Kaplan–Meier survival curves of time from disease onset to DSS 6 in patients grouped according to (A) total number of relapses in Year 1 and Year 2 (1 relapse; 2 relapses; ≥3 relapses). The estimated mean time from disease onset to DSS 6 was significantly shorter in those patients with a larger number of attacks in Years 1 and 2: 1 relapse group = 22.7 mean years, 2 relapses group = 18.7 mean years, ≥3 relapses group = 15.1 mean years. (B) First inter-attack interval (0–2 years; 3–5 years; ≥6 years).

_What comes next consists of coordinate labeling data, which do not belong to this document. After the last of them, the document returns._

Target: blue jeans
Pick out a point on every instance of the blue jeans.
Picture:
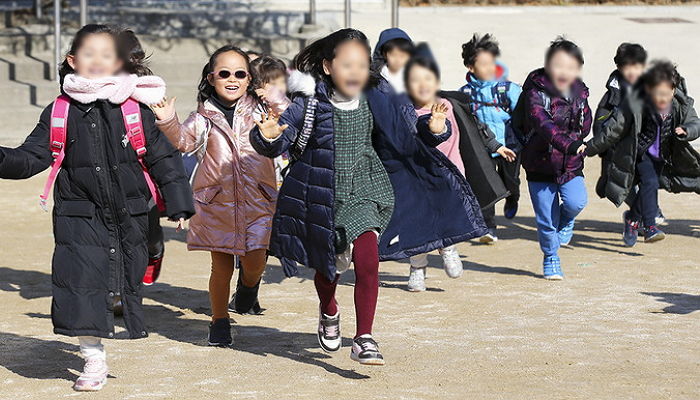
(556, 206)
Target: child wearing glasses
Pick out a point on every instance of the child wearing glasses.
(234, 187)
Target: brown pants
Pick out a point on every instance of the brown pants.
(222, 266)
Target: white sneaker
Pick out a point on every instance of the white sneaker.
(329, 332)
(416, 280)
(94, 375)
(452, 262)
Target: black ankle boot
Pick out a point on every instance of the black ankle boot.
(245, 300)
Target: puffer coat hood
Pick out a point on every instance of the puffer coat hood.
(235, 188)
(558, 127)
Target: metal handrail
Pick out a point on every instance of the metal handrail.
(58, 55)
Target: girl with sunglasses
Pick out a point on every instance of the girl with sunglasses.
(234, 187)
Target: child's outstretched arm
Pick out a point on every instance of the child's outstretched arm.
(434, 128)
(165, 166)
(274, 135)
(186, 136)
(33, 156)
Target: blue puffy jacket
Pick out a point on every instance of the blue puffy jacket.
(434, 205)
(488, 105)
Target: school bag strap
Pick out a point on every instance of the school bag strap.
(131, 112)
(58, 130)
(135, 135)
(302, 139)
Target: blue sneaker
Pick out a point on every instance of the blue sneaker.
(566, 233)
(552, 268)
(510, 209)
(631, 232)
(653, 234)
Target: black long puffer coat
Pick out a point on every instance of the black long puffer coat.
(681, 169)
(100, 214)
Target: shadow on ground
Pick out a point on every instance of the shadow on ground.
(680, 303)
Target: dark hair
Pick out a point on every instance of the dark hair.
(205, 89)
(310, 60)
(565, 45)
(128, 47)
(135, 58)
(662, 71)
(476, 45)
(91, 29)
(629, 54)
(401, 44)
(265, 69)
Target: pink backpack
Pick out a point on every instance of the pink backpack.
(59, 132)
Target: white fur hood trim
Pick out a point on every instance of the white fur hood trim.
(301, 82)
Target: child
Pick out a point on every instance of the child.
(234, 187)
(630, 60)
(270, 80)
(423, 84)
(650, 134)
(493, 99)
(555, 119)
(393, 50)
(101, 198)
(361, 161)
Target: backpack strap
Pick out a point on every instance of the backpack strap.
(303, 136)
(136, 137)
(500, 96)
(58, 132)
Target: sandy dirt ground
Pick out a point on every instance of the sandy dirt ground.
(623, 325)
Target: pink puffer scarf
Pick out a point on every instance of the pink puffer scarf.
(115, 89)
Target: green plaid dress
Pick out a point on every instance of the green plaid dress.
(364, 197)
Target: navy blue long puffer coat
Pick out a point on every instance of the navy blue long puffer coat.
(434, 205)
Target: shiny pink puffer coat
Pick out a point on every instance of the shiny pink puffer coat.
(235, 189)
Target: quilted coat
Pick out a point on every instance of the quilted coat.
(100, 213)
(559, 129)
(681, 170)
(235, 188)
(434, 205)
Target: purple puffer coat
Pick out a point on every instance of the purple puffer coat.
(559, 127)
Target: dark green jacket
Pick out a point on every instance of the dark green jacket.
(681, 169)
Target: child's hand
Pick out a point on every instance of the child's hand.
(262, 93)
(506, 153)
(180, 225)
(269, 126)
(165, 109)
(437, 118)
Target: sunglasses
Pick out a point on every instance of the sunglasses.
(225, 74)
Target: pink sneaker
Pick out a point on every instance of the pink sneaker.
(94, 375)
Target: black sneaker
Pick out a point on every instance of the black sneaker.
(366, 351)
(245, 299)
(329, 332)
(220, 333)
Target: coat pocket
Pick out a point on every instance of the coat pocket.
(269, 193)
(76, 208)
(206, 195)
(137, 206)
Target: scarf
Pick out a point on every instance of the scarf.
(115, 89)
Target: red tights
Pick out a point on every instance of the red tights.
(365, 256)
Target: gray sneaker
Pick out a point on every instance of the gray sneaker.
(416, 280)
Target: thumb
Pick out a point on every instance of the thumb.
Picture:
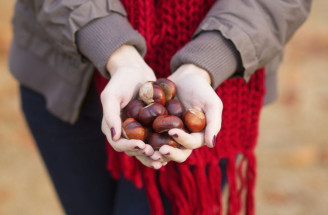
(112, 118)
(213, 124)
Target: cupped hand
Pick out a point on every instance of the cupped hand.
(194, 91)
(128, 72)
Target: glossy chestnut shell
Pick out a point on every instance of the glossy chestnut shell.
(150, 92)
(166, 122)
(157, 140)
(168, 87)
(175, 108)
(149, 113)
(133, 108)
(132, 129)
(194, 120)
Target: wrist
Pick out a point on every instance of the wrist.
(187, 70)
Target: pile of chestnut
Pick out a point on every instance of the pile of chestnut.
(155, 112)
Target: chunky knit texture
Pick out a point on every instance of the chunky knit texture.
(193, 187)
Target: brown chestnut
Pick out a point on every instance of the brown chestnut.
(133, 108)
(150, 92)
(166, 122)
(132, 129)
(168, 87)
(174, 107)
(157, 140)
(149, 113)
(194, 119)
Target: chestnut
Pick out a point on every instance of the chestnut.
(166, 122)
(157, 140)
(150, 92)
(174, 107)
(168, 87)
(132, 129)
(149, 113)
(133, 108)
(194, 119)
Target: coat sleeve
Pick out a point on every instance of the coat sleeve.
(256, 29)
(92, 28)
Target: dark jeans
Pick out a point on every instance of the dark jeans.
(75, 157)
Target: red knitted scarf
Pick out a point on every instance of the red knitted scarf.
(167, 25)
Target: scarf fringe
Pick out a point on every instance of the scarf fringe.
(194, 187)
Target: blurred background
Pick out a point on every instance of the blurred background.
(292, 149)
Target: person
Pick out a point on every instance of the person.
(57, 45)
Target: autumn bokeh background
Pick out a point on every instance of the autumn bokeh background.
(293, 143)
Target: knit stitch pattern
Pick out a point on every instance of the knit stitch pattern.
(193, 187)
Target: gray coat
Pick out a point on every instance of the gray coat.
(55, 47)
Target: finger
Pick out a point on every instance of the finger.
(189, 141)
(112, 114)
(213, 114)
(149, 162)
(175, 154)
(158, 157)
(147, 151)
(127, 146)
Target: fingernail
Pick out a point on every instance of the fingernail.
(214, 141)
(112, 131)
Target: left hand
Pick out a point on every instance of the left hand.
(194, 91)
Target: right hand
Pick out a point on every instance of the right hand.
(128, 72)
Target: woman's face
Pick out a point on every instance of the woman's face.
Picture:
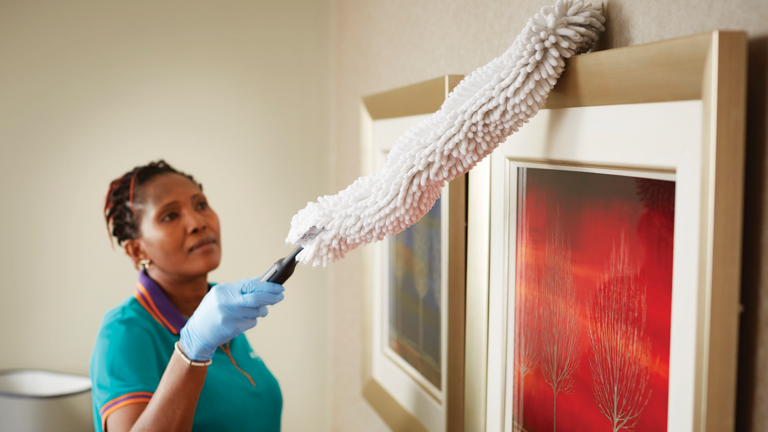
(179, 232)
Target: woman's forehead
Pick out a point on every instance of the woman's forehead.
(168, 187)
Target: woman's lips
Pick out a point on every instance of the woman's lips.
(203, 245)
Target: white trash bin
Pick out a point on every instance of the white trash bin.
(40, 401)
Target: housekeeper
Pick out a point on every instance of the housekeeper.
(173, 357)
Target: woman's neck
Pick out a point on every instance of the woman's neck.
(184, 294)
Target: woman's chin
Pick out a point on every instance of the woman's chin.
(204, 263)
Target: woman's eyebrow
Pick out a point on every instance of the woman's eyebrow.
(169, 204)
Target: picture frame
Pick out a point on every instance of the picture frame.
(415, 383)
(671, 111)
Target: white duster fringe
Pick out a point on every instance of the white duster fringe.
(482, 111)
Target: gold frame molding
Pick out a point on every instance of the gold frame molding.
(421, 98)
(710, 67)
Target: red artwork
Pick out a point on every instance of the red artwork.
(593, 302)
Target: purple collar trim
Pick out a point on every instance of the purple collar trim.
(154, 300)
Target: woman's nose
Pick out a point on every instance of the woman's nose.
(196, 223)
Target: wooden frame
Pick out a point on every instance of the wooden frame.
(434, 409)
(708, 71)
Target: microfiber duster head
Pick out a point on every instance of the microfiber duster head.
(482, 111)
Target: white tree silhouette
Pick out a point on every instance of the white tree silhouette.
(527, 337)
(620, 349)
(527, 316)
(559, 321)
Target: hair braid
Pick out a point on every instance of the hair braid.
(119, 211)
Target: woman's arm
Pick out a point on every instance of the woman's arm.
(172, 407)
(225, 312)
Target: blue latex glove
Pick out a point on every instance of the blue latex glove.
(225, 312)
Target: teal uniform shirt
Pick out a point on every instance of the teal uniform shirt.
(133, 347)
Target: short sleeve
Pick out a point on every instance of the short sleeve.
(126, 364)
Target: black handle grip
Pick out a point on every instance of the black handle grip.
(282, 269)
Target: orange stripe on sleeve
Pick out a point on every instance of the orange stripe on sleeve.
(148, 309)
(154, 308)
(134, 400)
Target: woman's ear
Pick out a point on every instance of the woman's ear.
(134, 251)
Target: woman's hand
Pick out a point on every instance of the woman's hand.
(225, 312)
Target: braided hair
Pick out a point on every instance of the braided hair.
(119, 211)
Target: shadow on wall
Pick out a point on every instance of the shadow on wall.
(753, 336)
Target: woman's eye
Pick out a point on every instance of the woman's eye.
(170, 216)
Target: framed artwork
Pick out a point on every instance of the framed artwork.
(605, 243)
(414, 304)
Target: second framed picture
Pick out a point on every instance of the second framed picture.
(414, 340)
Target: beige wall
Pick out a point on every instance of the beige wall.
(382, 44)
(234, 92)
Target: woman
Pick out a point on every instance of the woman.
(155, 365)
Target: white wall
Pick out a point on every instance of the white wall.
(384, 44)
(236, 93)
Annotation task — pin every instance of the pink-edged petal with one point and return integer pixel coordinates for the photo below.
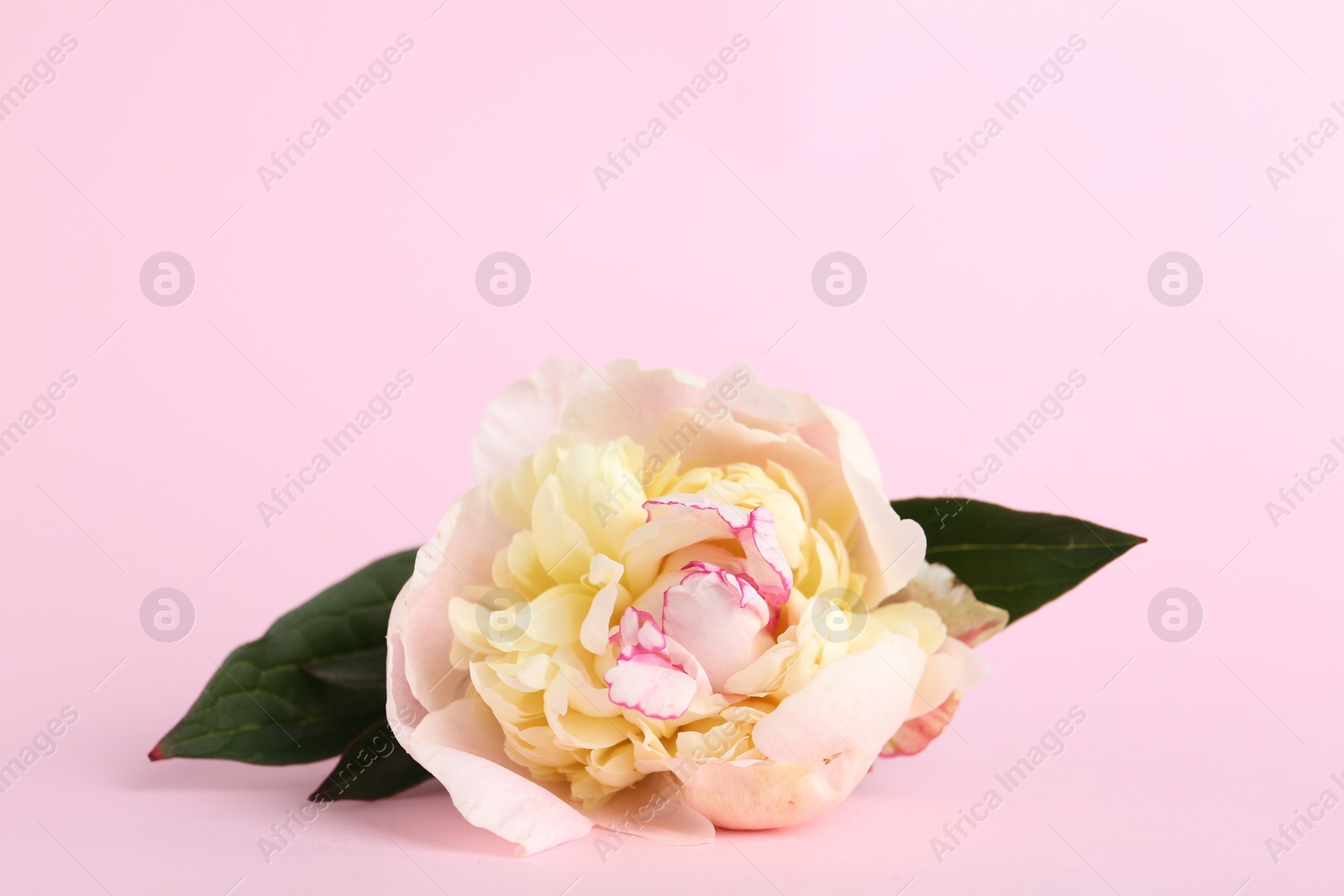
(719, 618)
(855, 703)
(461, 746)
(522, 417)
(651, 687)
(951, 673)
(754, 531)
(654, 809)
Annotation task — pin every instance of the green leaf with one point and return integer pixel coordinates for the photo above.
(360, 669)
(373, 768)
(262, 707)
(1014, 559)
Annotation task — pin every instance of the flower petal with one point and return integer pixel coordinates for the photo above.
(654, 809)
(522, 417)
(651, 687)
(687, 519)
(461, 745)
(967, 618)
(753, 795)
(719, 618)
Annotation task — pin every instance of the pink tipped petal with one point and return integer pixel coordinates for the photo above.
(638, 633)
(857, 703)
(719, 618)
(649, 687)
(463, 746)
(754, 532)
(917, 734)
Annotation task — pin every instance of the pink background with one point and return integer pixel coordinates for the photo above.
(1028, 265)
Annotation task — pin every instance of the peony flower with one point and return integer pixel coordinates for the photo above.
(669, 605)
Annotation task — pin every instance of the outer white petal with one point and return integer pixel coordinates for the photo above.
(754, 795)
(522, 417)
(461, 745)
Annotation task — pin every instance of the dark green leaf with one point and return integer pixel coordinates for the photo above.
(1014, 559)
(261, 707)
(374, 766)
(360, 669)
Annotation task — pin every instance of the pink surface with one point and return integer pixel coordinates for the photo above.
(360, 261)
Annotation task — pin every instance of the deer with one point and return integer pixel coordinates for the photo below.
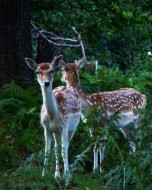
(124, 101)
(60, 112)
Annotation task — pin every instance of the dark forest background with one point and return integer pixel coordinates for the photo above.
(118, 34)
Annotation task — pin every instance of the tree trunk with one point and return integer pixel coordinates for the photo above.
(15, 42)
(45, 51)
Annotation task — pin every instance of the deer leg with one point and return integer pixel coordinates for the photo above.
(57, 141)
(130, 136)
(65, 145)
(102, 147)
(95, 155)
(47, 136)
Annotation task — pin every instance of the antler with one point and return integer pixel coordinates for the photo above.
(52, 38)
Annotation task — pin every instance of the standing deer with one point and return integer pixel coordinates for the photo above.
(124, 100)
(60, 113)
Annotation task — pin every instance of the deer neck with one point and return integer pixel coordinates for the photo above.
(82, 96)
(49, 102)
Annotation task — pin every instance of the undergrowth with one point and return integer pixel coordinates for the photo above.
(22, 140)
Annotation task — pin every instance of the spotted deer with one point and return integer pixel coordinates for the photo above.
(60, 112)
(125, 101)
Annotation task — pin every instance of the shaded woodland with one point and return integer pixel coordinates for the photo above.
(118, 34)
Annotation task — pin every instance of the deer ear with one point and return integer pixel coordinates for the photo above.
(81, 63)
(57, 61)
(31, 63)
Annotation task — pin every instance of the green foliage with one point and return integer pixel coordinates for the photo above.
(116, 33)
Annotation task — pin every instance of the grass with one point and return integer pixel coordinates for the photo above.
(30, 179)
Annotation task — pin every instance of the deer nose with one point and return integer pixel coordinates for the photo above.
(46, 83)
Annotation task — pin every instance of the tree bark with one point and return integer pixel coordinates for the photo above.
(15, 42)
(45, 51)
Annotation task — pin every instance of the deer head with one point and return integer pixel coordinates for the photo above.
(44, 70)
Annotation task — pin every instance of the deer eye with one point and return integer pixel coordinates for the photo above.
(37, 71)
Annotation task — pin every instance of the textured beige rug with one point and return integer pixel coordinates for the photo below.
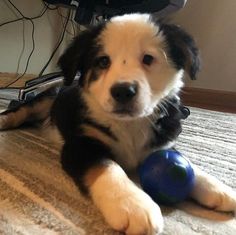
(37, 197)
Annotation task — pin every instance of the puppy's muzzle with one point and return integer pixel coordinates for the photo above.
(124, 95)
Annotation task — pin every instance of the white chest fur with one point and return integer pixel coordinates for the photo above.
(133, 141)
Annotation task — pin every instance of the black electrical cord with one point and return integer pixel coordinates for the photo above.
(58, 44)
(33, 44)
(43, 11)
(48, 6)
(25, 17)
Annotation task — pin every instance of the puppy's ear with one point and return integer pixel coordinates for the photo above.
(80, 54)
(182, 49)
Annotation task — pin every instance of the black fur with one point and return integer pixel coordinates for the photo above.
(169, 126)
(81, 54)
(181, 49)
(81, 154)
(70, 112)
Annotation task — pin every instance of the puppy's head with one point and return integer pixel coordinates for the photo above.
(130, 63)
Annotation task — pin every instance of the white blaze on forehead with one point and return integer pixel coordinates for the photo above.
(134, 33)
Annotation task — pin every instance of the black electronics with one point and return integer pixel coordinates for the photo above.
(85, 9)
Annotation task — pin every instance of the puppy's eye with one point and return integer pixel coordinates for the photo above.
(103, 62)
(148, 59)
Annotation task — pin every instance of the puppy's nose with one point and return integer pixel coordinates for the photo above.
(124, 92)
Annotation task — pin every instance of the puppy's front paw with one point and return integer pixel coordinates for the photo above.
(132, 212)
(214, 194)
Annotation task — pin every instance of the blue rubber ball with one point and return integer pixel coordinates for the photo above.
(166, 176)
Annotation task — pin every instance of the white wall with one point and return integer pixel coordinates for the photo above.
(213, 24)
(47, 31)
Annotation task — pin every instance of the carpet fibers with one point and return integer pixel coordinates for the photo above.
(37, 197)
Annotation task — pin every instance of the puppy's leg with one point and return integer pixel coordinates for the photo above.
(212, 193)
(35, 110)
(125, 207)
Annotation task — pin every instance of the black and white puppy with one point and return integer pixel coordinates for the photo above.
(125, 106)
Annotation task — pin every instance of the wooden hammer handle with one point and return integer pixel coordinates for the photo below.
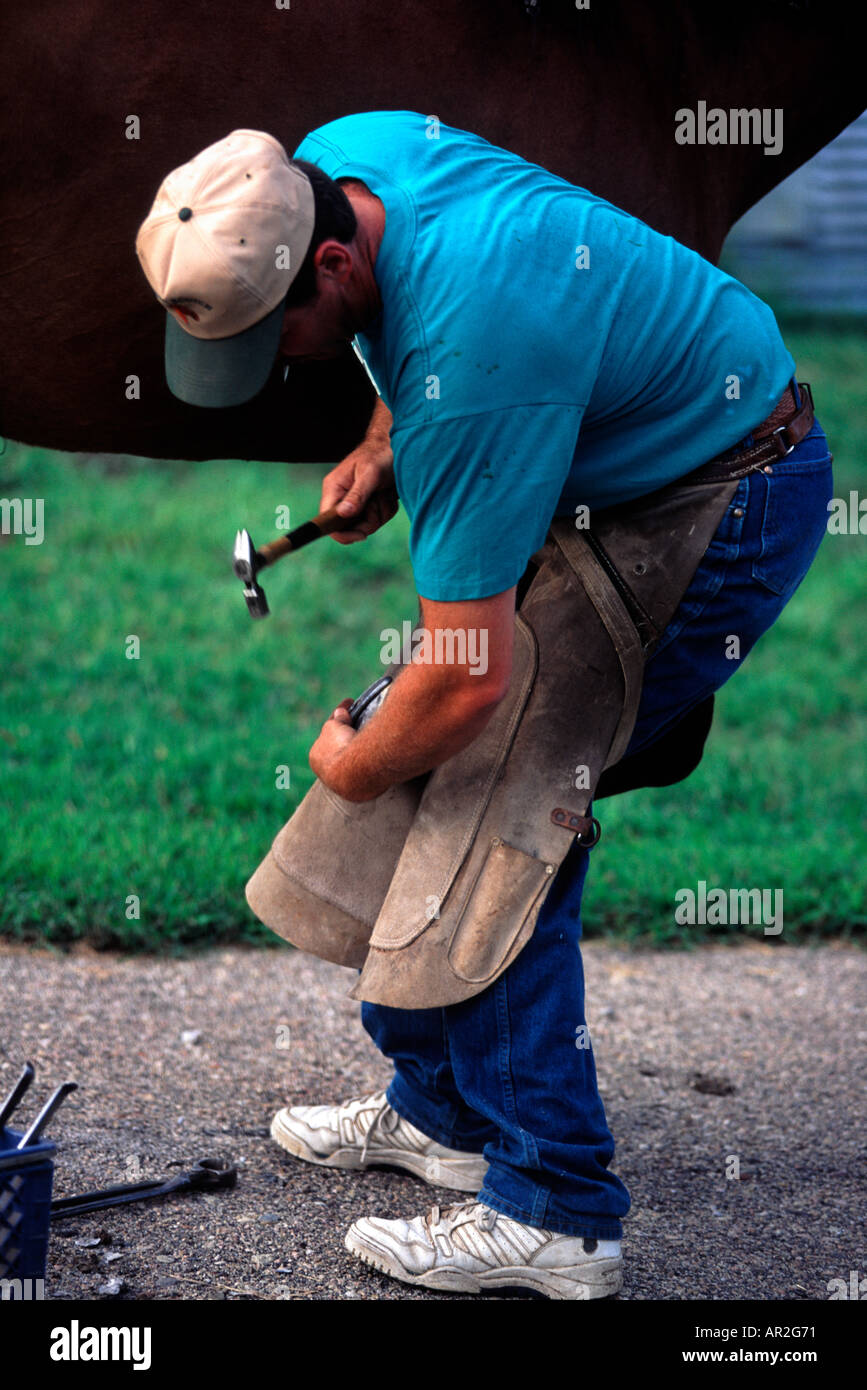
(321, 524)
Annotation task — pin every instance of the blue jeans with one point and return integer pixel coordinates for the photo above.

The estimated mean time from disease onset to DSS 6 was significantly shorter in those patients with a shorter interval between the first and the second attack. 0–2 years interval group = 18.2 mean years, 3–5 years interval group = 21.0 mean years, ≥6 years interval group=25.9 mean years. (C) Time from onset to moderate disability (DSS 3) (0–2 years; 3–7 years; ≥8 years). The estimated mean time from DSS 3 to DSS 6 was significantly shorter in those patients with a shorter interval between disease onset and moderate disability (DSS 3). 0–2 years interval group = 5.4 mean years, 3–7 years interval group = 7.4 mean years, ≥8 years interval group = 8.7 mean years. (D) total number of relapses before the onset of progression (1–2 relapses; 3–4 relapses; ≥6 relapses). The estimated mean times from disease onset to DSS 6 were remarkably similar in all three groups. 1–2 relapses group = 15.6 mean years, 3–4 relapses group = 15.7 mean years, ≥5 relapses group = 15.9 mean years.

Figure 2

Cox regression univariate analysis. Risk (y-axis) of attaining DSS 6 (black), 8 (dark grey) and 10 (light grey) from disease onset according to number of relapses experienced from Year 3 up to onset of progression. Hazard ratios are obtained through comparison with zero relapses. The y-axis expresses the variation of the hazard ratio according to the number of Year 3-secondary progression relapses (x-axis). A larger number of attacks was significantly related to a lower risk and a shorter time to attain the disability endpoints from disease onset. Year 3-secondary progression is period from end of Year 2 to onset of the progressive phase (secondary progression).

Figure 3

Multiple survival Cox regression analysis. Risk (y-axis) of attaining DSS 6 from disease onset according to the combined effect of number of attacks in Years 1 and 2 (x-axis) and number of attacks from Year 3 up to onset of progression (0–1–2–3) in patients with secondary progressive multiple sclerosis. Hazard ratios are obtained through comparison with zero attacks. The y-axis shows the variation of the hazard ratio obtained by the combined effect of Years 1 and 2 relapses (x-axis) and Year 3-secondary progression relapses (each column) on the time to attain DSS 6 from disease onset. Patients at higher risk of disability have larger number of Years 1 and 2 relapses and smaller number of Year 3-secondary progression relapses. A larger number of attacks after Year 2 reduces the combined risk of attaining disability endpoints.